News. The connection between poverty and crime is complex. The FCC is slowing broadband subsidies for some low-income areas. In one Connecticut county, close to 30 percent of children live in poor homes. San Francisco made a statement by making City College free for all residents. Two dental bills in Massachusetts could provide more access to underserved patients. And ongoing Medicaid talks continue: Indiana, Ohio and Arizona.
3 data resources. Use these numbers and stats this week:
- Congressional job approval jumped to 28 percent this month from 19 percent in January – the highest jump since 2009, Gallup says. It stems from a surge in Republicans’ approval, which more than doubled to 50 percent.
- Despite the ongoing refugee resettlement chaos, Americans and Australians are still more positive about cultural diversity than Europeans, Pew reports. More than 56 percent of Americans say that having more races, ethnic groups and nationalities in a country makes it a better place to live, as compared to 49 percent to Australians and 22 percent of Europeans.
- The top five international trade partners to the U.S. are China, Canada, Mexico, Japan and Germany, the Census Bureau reported. Check the numbers and types of goods traded.
3 reports & analyses. Child poverty and more:
- What’s the latest with child poverty research? Get an updated from the UC Davis Center for Poverty Research, including implications for public policy and the “road ahead.” Plus, an event coming up at the end of the month if you’re in the Sacramento area.
- Five experts at Stanford Center on Poverty & Inequality have recently written think pieces in the poverty arena. Read more about mobility and historically black colleges, California’s poverty rate, neighborhood segregation, the fading American Dream, and EITC/wage stagnation.

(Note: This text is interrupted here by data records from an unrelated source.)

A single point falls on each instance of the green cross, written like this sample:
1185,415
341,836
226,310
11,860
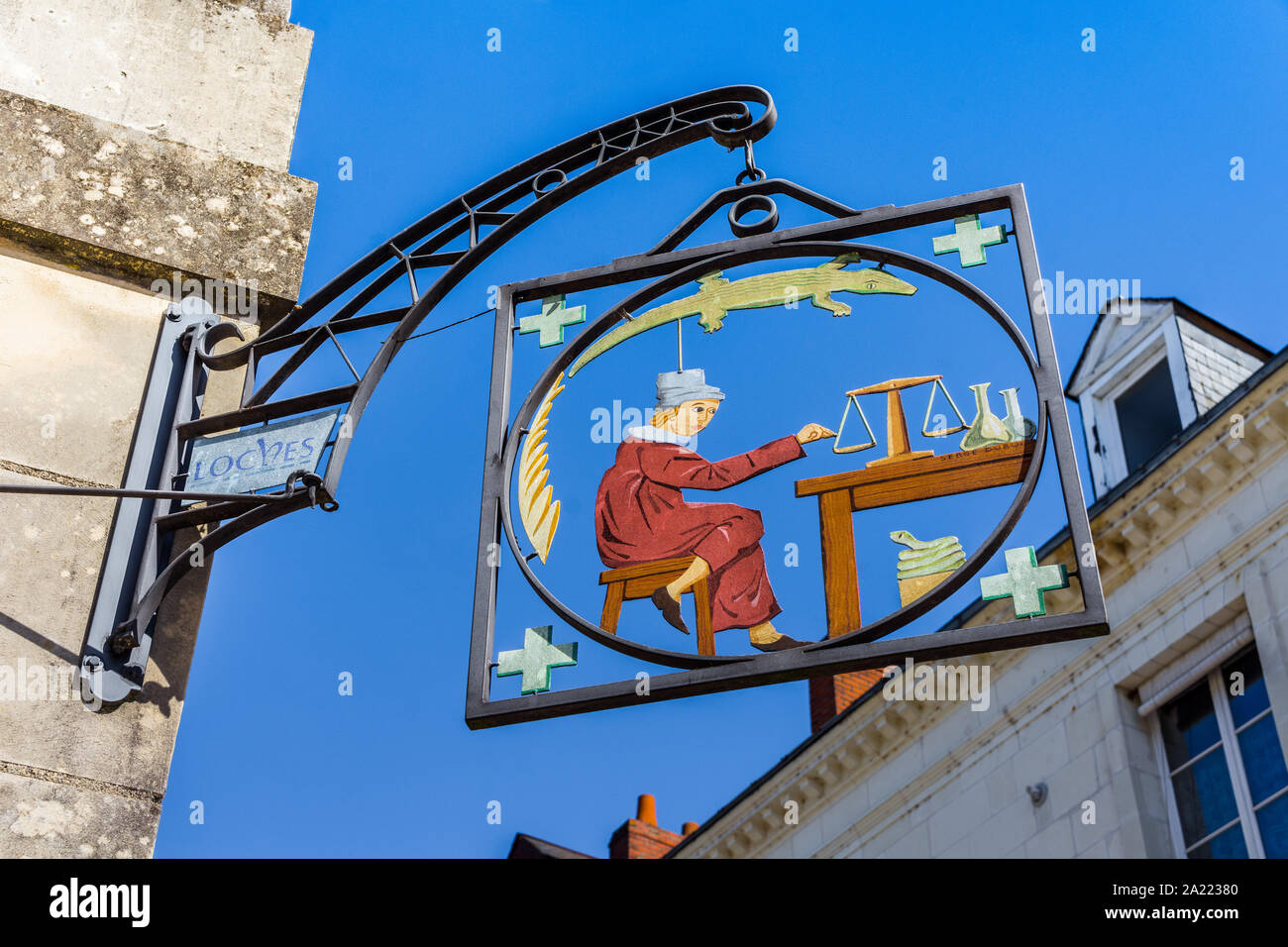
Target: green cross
969,240
1024,581
535,660
554,316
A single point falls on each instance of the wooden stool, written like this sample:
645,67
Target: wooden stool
642,579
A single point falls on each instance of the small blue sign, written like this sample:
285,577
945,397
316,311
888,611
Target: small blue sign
258,458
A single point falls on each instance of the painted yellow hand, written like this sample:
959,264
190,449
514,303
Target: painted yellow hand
814,432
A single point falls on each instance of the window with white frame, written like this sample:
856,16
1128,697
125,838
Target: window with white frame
1224,768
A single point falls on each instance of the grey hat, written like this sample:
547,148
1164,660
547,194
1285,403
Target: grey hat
674,388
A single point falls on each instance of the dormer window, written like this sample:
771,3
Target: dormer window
1147,416
1147,371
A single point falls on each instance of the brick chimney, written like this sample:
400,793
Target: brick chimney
831,696
640,836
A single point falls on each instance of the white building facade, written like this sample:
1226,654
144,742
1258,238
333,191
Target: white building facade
1164,738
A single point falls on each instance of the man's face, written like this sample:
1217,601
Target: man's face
694,416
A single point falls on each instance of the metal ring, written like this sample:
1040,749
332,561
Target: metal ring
751,204
536,182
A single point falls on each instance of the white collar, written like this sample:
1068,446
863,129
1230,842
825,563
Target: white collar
648,432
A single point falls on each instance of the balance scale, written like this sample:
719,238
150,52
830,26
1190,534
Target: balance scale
897,424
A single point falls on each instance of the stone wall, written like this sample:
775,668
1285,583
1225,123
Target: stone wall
141,140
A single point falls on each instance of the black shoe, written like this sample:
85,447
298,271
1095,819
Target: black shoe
670,608
781,643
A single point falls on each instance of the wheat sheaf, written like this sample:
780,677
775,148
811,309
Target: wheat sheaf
539,514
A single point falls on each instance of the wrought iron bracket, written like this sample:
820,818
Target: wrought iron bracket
116,647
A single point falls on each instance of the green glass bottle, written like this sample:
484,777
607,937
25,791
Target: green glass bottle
987,428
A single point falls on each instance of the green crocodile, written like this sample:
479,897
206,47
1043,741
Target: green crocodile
717,296
927,558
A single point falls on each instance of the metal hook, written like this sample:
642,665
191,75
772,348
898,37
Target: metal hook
751,172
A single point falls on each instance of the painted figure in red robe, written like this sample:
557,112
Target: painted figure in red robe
642,515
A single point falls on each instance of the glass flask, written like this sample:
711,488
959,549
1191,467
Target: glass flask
1019,425
987,428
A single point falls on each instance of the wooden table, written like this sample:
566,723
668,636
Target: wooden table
840,496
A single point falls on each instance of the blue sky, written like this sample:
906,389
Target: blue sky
1125,154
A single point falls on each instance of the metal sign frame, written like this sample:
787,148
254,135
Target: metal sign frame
864,648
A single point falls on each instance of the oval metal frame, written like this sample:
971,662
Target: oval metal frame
885,625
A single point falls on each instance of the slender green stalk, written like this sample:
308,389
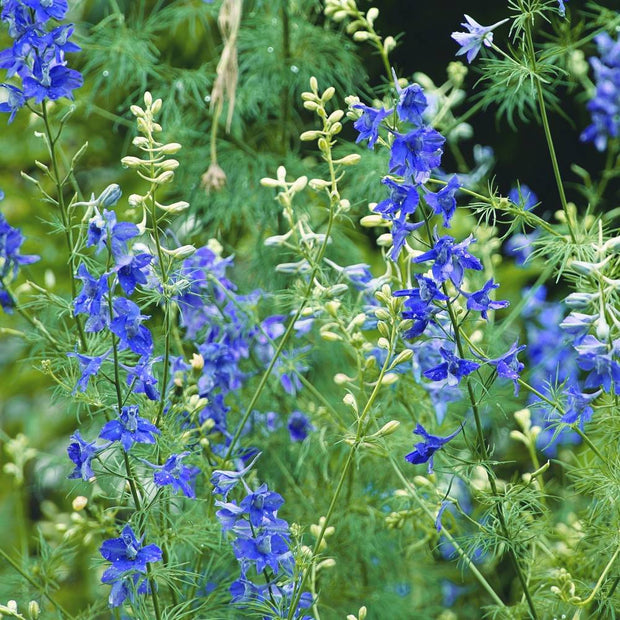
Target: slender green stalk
545,121
345,470
65,614
64,214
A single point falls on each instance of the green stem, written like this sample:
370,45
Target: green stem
65,614
65,217
545,121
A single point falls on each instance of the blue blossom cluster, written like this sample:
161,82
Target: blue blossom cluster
36,60
605,105
261,543
428,305
105,301
11,259
555,370
129,559
222,325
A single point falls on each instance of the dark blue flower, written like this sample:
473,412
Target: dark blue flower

- Unhappiness with the Trump administration mirrors stress from the Great Recession, Brookings reports. Read more about the analysis of well-being, life satisfaction and happiness along political party lines.
Final thoughts. The Poverty & Race Research Action Council always nails it for me. In their latest update, they express a few thoughts about President Donald Trump’s first two weeks:
“Like many of you, we have been stunned by the speed and cruelty of the Trump Administration’s initial executive orders and announcements, often made in open defiance of the facts and rule of law. And by design, the consequences of these reactionary decisions will fall most harshly on low income families and people of color.”
They’ve drafted an initial agenda for housing-related work for the next two years, and they’re working on one for school integration. They also sent out a joint statement with 12 other national civil rights organizations.